Field of Dreams is my favorite movie. Nothing could ever top it; so I’m glad that Major League Baseball is in effect embracing it, and in essence bringing it to life. I’m glad that they appear committed at least to do it again next year, although I’m not sure they could ever come close to the spectacle that they put on last night. That is unless maybe the real Shoeless Joe and his friends came back and played.
To harp on that point for a moment however, it’s not lost on me that Shoeless Joe Jackson remains in a state of banishment in Major League Baseball. You hear part of the story in the movie itself; Jackson and seven of his teammates fixed the 1919 World Series – called the Blacksox Scandal. As Ray tells his daughter, he did take their money, however there’s no proof that he ever did anything to lose any of the games. He even hit the series’ sole home run.
However as we’ve found out in modern times, it’s disputable as to whether or not Jackson ever took the money. There are numerous reports, including those of the seven other players involved, saying that Jackson refused the money. And that he tried to report the fraud to the team as it was happening. Yet he was still thrown out of baseball, and remains ineligible for the Hall of Fame.
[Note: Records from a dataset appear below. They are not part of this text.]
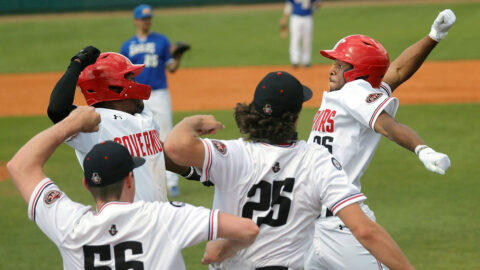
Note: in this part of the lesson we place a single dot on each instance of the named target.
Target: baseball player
(107, 84)
(301, 29)
(277, 181)
(153, 51)
(352, 117)
(120, 234)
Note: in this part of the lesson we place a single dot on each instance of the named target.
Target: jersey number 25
(268, 198)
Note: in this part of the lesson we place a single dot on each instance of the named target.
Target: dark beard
(139, 105)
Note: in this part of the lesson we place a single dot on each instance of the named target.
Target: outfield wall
(48, 6)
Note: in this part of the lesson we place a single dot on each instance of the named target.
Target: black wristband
(189, 173)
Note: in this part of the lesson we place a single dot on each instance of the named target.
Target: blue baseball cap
(142, 11)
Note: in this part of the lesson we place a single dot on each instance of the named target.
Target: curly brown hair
(261, 128)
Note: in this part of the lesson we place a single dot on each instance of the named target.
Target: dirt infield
(220, 88)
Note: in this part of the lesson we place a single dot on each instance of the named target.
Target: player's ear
(85, 184)
(130, 180)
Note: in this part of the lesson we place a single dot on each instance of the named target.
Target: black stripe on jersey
(38, 197)
(344, 200)
(386, 90)
(376, 112)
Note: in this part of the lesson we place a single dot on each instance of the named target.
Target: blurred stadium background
(433, 218)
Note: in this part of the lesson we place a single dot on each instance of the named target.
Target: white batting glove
(433, 161)
(444, 21)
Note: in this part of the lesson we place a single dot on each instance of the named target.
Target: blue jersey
(302, 7)
(154, 52)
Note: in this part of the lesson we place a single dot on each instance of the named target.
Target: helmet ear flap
(105, 80)
(368, 57)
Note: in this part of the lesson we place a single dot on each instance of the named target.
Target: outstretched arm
(25, 168)
(373, 237)
(61, 99)
(238, 232)
(406, 137)
(408, 62)
(183, 144)
(284, 20)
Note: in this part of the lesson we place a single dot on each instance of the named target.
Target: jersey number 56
(119, 254)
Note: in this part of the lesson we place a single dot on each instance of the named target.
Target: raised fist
(433, 161)
(444, 21)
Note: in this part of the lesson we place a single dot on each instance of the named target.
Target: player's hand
(433, 161)
(85, 118)
(87, 56)
(444, 21)
(213, 252)
(206, 124)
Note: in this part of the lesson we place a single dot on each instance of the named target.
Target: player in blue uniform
(301, 29)
(153, 50)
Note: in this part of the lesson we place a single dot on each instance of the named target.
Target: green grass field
(433, 218)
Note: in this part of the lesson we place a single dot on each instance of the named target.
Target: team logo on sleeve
(177, 203)
(221, 147)
(336, 164)
(267, 109)
(96, 178)
(52, 196)
(276, 167)
(113, 230)
(372, 97)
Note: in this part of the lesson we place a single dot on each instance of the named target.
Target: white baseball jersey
(120, 235)
(281, 188)
(345, 122)
(140, 135)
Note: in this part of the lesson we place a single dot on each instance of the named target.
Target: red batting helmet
(98, 81)
(368, 57)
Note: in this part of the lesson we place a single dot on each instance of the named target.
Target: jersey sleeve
(333, 185)
(52, 210)
(83, 142)
(189, 225)
(224, 161)
(124, 49)
(365, 103)
(167, 57)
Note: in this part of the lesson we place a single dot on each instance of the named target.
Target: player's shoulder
(158, 36)
(228, 147)
(113, 116)
(128, 41)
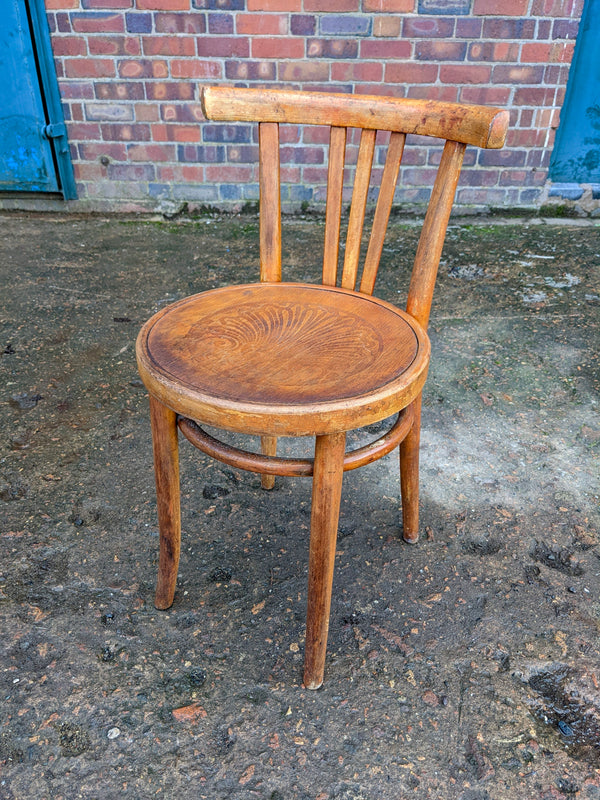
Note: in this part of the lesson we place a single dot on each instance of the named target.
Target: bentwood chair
(293, 359)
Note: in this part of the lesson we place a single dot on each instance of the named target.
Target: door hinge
(54, 130)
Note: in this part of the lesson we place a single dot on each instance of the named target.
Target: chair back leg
(326, 495)
(166, 472)
(409, 476)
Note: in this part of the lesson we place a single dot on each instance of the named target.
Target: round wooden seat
(283, 358)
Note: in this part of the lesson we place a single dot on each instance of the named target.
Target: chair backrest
(458, 124)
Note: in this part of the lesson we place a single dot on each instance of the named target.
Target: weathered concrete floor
(465, 667)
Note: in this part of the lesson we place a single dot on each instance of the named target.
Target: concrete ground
(466, 667)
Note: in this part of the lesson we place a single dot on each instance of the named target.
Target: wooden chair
(291, 359)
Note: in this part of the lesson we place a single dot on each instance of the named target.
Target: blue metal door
(34, 154)
(576, 154)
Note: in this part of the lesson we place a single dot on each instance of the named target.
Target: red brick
(181, 112)
(143, 68)
(281, 47)
(98, 22)
(107, 3)
(332, 48)
(82, 90)
(494, 51)
(146, 112)
(485, 95)
(181, 90)
(120, 91)
(387, 26)
(223, 173)
(498, 28)
(179, 23)
(135, 132)
(331, 5)
(275, 5)
(465, 73)
(69, 46)
(303, 71)
(89, 68)
(411, 73)
(446, 94)
(440, 51)
(517, 74)
(196, 68)
(508, 8)
(389, 6)
(359, 72)
(250, 70)
(553, 8)
(90, 151)
(151, 152)
(163, 5)
(114, 45)
(223, 47)
(371, 48)
(262, 24)
(169, 45)
(83, 131)
(427, 27)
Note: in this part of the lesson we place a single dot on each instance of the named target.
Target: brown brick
(508, 8)
(440, 51)
(485, 95)
(494, 51)
(387, 26)
(427, 27)
(389, 6)
(332, 48)
(89, 68)
(465, 73)
(151, 152)
(411, 73)
(114, 45)
(517, 74)
(303, 71)
(69, 46)
(262, 24)
(276, 47)
(223, 47)
(357, 72)
(196, 68)
(180, 90)
(275, 5)
(169, 45)
(179, 23)
(250, 70)
(372, 48)
(445, 94)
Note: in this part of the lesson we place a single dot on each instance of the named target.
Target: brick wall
(130, 72)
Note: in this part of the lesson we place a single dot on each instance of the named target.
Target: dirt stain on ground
(464, 668)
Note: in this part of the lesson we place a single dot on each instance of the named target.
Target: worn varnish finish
(281, 359)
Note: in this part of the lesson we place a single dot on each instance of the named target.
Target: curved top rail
(483, 126)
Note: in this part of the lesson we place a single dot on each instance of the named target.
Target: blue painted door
(34, 151)
(576, 154)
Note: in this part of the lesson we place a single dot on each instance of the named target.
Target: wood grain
(482, 126)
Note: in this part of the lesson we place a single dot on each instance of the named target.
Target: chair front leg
(166, 473)
(409, 477)
(326, 495)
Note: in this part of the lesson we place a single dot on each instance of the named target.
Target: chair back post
(270, 202)
(433, 232)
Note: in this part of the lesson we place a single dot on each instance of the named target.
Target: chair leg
(409, 477)
(326, 495)
(268, 446)
(166, 473)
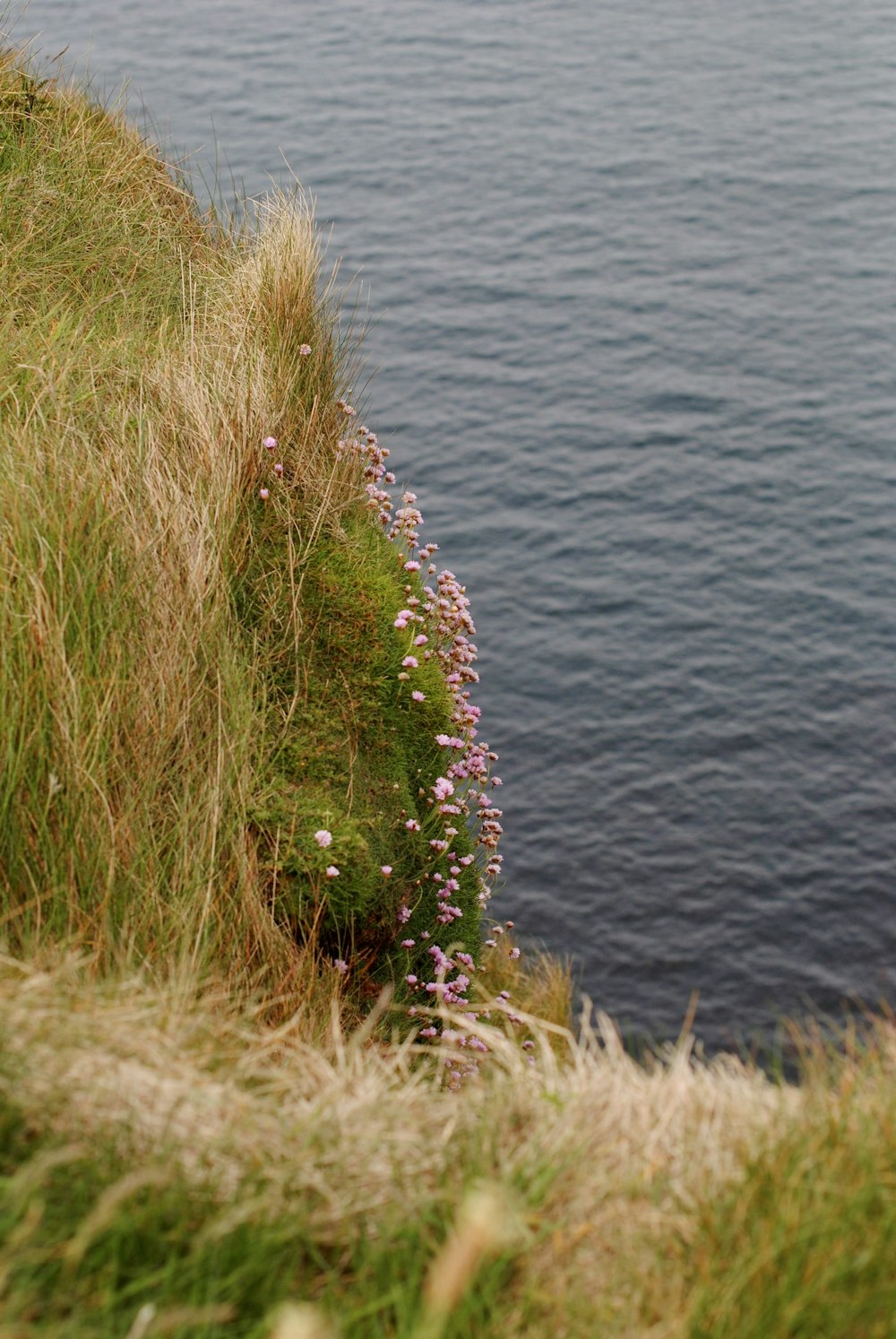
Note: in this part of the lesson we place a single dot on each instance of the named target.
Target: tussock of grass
(349, 1162)
(205, 1130)
(193, 680)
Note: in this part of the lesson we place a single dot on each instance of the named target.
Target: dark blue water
(633, 270)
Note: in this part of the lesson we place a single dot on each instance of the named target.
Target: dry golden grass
(590, 1154)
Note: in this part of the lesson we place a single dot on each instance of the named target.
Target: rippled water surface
(633, 268)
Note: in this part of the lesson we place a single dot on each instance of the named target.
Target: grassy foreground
(206, 1127)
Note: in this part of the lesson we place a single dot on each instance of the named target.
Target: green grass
(200, 1119)
(193, 680)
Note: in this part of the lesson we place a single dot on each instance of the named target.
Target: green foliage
(806, 1246)
(193, 682)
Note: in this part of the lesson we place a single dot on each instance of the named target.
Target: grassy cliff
(241, 802)
(203, 656)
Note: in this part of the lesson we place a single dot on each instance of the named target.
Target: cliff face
(233, 715)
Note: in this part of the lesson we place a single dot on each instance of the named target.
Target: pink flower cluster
(270, 444)
(440, 626)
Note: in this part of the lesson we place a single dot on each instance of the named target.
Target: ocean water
(631, 268)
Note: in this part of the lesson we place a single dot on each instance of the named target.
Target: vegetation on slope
(201, 666)
(205, 706)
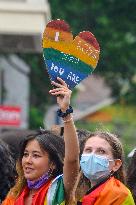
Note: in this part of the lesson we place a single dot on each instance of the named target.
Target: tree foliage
(113, 24)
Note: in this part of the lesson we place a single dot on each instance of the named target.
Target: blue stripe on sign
(72, 78)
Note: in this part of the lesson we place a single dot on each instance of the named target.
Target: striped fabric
(72, 60)
(112, 192)
(55, 195)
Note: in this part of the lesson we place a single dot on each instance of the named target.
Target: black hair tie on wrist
(64, 114)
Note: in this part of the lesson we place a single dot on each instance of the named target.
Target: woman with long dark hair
(48, 171)
(7, 170)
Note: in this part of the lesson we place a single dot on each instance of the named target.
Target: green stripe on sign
(67, 60)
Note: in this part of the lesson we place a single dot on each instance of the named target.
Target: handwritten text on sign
(71, 76)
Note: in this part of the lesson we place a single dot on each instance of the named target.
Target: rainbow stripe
(72, 60)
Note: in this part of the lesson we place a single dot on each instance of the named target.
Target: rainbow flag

I guess I would submit that if MLB wants to make the Field of Dreams game such a huge part of the narrative, should we not maybe consider re-instating Shoeless Joe? And I suppose I say that for purposes of Hall of Fame induction. I think it would be a great ending to that story, for baseball to be one with the legend of Shoeless Joe once again.
It’s been suggested formally on numerous occasions, including to current commissioner Rob Manfred. However they’ve always scoffed at the idea. So let me be only the latest person to say it: FREE SHOELESS JOE!!!